Comparing India and China is to embark on an old puzzle that has fascinated smart people for centuries. The newer question of economic leadership, however—"Which country will overtake the other in the foreseeable future?" —is an urgent and important one, according to a provocative article in the July-August issue of Foreign Policy magazine.
It is urgent and important because China and India are the world's next major powers, according to the writers, Yasheng Huang, formerly of Harvard Business School and now a professor at M.I.T. Sloan School of Management, and Tarun Khanna, a professor of strategy at HBS. It is also important because the two countries have embraced very different models of development.
The biggest source of worry is the state of China's banking sector, which is technically insolvent.
—Yasheng Huang and Tarun Khanna
The reasons they have done so are complex but, in general, China has discouraged or actively undermined local entrepreneurship in favor of an foreign direct investment-dependent approach, they say. India, on the other hand, is building an infrastructure—however slowly—that allows entrepreneurship and free enterprise to thrive. By making fuller use of its resources, India's long-term outlook may be far stronger, they suggest. Macroeconomic statistics cited by Huang and Khanna show China clearly in the lead. "But," the authors wonder in Foreign Policy, "the real issue isn't where China and India are today, but where they will be tomorrow."

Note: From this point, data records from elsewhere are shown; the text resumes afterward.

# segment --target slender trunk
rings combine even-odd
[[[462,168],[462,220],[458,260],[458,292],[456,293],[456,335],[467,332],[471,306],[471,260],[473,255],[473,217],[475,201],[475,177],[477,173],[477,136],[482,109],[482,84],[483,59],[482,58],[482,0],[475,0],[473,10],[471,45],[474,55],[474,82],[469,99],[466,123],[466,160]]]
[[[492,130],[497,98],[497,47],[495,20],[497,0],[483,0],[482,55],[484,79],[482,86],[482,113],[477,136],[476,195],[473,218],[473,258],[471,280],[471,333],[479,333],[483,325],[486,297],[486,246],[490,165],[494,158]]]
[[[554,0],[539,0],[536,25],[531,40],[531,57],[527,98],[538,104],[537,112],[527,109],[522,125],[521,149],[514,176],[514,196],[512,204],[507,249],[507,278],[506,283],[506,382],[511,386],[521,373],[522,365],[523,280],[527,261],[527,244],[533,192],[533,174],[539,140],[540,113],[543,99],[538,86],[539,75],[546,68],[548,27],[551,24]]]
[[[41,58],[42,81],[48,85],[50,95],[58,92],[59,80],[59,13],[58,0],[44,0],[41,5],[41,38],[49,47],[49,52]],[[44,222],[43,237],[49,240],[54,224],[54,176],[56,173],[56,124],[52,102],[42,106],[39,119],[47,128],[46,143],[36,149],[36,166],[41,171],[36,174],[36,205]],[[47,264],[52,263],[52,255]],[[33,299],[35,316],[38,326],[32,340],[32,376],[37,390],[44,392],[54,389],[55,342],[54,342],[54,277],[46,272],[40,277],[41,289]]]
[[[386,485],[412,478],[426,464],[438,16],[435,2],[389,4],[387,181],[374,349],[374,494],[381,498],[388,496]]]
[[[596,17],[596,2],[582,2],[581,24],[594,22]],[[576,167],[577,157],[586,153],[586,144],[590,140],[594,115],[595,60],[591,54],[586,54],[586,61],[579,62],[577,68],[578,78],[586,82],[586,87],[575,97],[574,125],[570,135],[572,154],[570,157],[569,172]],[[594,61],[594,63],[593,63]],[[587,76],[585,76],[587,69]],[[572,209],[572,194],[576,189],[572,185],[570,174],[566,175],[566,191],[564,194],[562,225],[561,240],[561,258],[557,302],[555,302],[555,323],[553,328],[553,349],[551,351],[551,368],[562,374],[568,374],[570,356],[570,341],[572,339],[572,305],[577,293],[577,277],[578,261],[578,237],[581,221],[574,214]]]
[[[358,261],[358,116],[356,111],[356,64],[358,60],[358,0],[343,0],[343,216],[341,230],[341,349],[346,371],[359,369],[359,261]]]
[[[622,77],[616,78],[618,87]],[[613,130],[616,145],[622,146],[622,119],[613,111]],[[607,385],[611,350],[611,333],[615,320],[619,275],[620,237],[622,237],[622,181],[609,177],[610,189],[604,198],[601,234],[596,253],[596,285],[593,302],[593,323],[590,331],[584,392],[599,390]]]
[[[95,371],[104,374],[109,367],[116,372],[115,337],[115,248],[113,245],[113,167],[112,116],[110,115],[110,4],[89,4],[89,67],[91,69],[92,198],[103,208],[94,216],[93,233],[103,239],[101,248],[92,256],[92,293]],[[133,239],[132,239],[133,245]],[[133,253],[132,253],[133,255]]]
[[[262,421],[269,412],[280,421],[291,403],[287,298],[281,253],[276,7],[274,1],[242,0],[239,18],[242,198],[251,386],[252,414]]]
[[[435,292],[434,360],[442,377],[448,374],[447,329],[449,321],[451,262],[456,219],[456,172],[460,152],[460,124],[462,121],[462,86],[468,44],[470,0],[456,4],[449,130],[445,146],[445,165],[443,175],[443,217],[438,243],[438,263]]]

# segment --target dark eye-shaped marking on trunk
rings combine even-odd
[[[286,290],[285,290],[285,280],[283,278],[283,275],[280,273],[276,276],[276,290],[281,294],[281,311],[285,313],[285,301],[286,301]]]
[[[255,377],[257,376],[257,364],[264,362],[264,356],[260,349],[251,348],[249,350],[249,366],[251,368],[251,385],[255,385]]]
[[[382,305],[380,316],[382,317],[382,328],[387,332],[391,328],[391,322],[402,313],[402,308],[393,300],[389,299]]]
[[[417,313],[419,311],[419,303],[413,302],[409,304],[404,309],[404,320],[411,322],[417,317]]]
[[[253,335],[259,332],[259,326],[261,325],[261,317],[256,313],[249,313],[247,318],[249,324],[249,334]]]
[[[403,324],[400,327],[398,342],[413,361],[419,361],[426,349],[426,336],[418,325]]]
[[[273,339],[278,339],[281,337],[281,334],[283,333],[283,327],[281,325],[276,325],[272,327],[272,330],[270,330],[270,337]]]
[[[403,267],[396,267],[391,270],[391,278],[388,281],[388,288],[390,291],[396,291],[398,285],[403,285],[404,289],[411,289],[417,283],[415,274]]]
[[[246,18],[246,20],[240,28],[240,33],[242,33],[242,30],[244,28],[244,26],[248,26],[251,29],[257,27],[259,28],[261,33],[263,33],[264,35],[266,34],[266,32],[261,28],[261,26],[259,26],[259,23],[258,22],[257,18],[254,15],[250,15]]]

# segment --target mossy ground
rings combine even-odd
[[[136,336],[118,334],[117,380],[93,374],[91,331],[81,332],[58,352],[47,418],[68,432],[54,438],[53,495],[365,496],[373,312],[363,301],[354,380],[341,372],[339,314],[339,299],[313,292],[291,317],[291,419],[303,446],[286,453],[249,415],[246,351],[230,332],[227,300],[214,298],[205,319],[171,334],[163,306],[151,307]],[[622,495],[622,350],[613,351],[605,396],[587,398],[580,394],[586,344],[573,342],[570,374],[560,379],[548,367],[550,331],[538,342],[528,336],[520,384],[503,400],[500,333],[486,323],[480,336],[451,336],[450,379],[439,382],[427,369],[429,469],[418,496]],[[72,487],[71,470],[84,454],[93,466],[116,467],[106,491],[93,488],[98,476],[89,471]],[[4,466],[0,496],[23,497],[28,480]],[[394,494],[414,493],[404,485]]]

How these two models play out has great significance not just for Asia but also for other parts of the world that want to benefit from their lessons and avoid their mistakes.
Huang and Khanna recently collaborated on an e-mail interview with HBS Working Knowledge to discuss their Foreign Policy article, "Can India Overtake China?"
Lagace: "China and India are the world's next major powers," you both write. "They also offer competing models of development." What are the most important differences you see in the ways China and India are evolving?
Yasheng Huang and Tarun Khanna: In terms of similarities, both are conscious of their role in the world economy. Both seek to play a bigger political role on the world stage. China is already doing that as a permanent member of the U.N. Security Council. The differences include the fact that China is taking tangible but slow steps towards embracing private entrepreneurship, a big departure from the past. India is continuing to struggle with making things easier for multinationals. So the differences are arguably narrowing; but our view is that the first-order effect of all this is still "a big difference."
Q: As you think about the future of both countries, what are your main concerns or worries, given these two different models?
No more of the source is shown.